Cleanup rotated config token?

[TJM]

One of the things we were looking into was the initial "admin" GITLAB_TOKEN. We would probably want to use maybe a group access token, or maybe a service account token (they are new, I haven't tried them yet). The problem we wanted to check on was whether that token itself is also managed/rotated. And if it is rotated, is it cleaned up when the config is "DELETE"(ed) or the module is disabled?

If the terraform module itself is not able to handle that, do you have any example terraform code to deploy the configuration? I am thinking it would be a gitlab provider to create the service account (circular dependency?), that would then set the "initial" GITLAB_TOKEN for the module. After that, it would have to rotate it's own token, somehow? (there is a rotation API)

side note: our infrastructure as code pipelines will create a "review" environment for each change to vault using terraform, and we want to ensure that we don't leave behind a bunch of "admin" tokens in gitlab after the review environment is stopped.

[ilijamt]

For a main token you have to use a PAT token, you cannot use a group token, it just doesn't offer the required permissions to be able to issue the tokens.

Vault plugin will not revoke the token if you do a DELETE on gitlab/config. The only way for the vault plugin to revoke a token is by setting auto_rotate_token is true and then issuing READ on gitlab/config/rotate, but then you have a new valid token.

For cleaning up old tokens, you will have to do the clean-up your self, as the last step of decommissioning the review environment.

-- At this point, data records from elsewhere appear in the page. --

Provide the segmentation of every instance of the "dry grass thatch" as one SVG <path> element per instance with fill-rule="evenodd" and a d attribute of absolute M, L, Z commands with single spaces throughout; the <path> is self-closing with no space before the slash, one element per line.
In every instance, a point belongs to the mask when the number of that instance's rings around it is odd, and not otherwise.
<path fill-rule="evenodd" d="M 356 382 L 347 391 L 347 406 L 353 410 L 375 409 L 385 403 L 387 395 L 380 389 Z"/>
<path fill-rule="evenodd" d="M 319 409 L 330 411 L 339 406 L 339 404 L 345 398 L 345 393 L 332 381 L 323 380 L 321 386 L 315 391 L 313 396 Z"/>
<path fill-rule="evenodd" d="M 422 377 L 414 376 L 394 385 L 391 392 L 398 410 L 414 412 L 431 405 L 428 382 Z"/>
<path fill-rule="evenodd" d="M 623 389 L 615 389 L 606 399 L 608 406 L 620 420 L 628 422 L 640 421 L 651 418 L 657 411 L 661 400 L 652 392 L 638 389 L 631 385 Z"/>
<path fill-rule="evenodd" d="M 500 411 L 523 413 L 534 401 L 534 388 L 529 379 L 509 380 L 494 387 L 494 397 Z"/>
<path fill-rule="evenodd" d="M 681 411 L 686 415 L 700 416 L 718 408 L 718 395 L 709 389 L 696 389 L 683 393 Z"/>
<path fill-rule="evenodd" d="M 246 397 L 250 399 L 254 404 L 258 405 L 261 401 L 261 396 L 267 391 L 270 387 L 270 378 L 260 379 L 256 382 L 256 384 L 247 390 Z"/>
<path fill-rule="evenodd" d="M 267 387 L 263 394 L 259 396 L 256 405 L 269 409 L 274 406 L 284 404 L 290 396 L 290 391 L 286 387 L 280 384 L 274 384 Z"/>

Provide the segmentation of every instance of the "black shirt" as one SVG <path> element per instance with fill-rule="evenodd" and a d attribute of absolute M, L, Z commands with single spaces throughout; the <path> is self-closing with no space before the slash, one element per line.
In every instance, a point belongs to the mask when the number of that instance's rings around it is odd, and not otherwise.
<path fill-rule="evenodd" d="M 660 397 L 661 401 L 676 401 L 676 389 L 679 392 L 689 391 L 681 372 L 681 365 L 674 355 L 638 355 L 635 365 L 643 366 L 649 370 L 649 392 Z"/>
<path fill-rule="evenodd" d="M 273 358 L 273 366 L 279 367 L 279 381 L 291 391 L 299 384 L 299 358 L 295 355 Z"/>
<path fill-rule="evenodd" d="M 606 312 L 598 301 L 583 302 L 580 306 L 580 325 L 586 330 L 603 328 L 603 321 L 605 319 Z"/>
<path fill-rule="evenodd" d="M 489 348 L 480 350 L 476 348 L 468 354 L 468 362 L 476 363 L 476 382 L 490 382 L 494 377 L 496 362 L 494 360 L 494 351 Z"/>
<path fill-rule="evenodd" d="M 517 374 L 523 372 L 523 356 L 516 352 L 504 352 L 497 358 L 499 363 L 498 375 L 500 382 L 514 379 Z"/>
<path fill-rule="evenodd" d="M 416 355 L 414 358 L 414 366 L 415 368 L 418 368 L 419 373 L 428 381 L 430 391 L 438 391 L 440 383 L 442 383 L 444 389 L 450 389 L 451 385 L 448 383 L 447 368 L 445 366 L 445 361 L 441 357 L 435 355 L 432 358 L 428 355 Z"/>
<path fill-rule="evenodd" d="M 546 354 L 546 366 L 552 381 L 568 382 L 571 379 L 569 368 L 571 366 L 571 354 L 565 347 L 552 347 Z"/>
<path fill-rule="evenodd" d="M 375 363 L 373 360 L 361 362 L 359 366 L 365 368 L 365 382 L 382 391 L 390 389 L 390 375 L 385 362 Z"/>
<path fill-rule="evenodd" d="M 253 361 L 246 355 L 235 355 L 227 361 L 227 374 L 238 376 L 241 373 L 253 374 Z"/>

If you want to limit the amount of clean-up you can also create short admin tokens, don't know how long your review environments usually need to be up. If you create a token with 48h, Gitlab will automatically revoke the token, but yes the token will be available until the token expires.

To rotate the active Gitlab token, you can do it multiple ways. If you use the rotate endpoint in the plugin, you will no longer know what the token is, as it will only be stored inside Vault.

auto_rotate_token is false

• Terraform creates a main token
• Write to vault on gitlab/config
• Issue a rotate token READ on gitlab/config/rotate
• Terraform revokes the main token

auto_rotate_token is true

• Terraform creates a main token
• Write to vault on gitlab/config
• Issue a rotate token READ on gitlab/config/rotate
• Vault plugin will revoke old main token on successful rotate

[TJM]

Thanks! We need to cordon the token generation to top level groups, since each group will have its own vault cluster (with administrative access to it). I think we can try service accounts, hopefully they use PATs. The rotation part is what I hoped for, with the new enforced token rotations.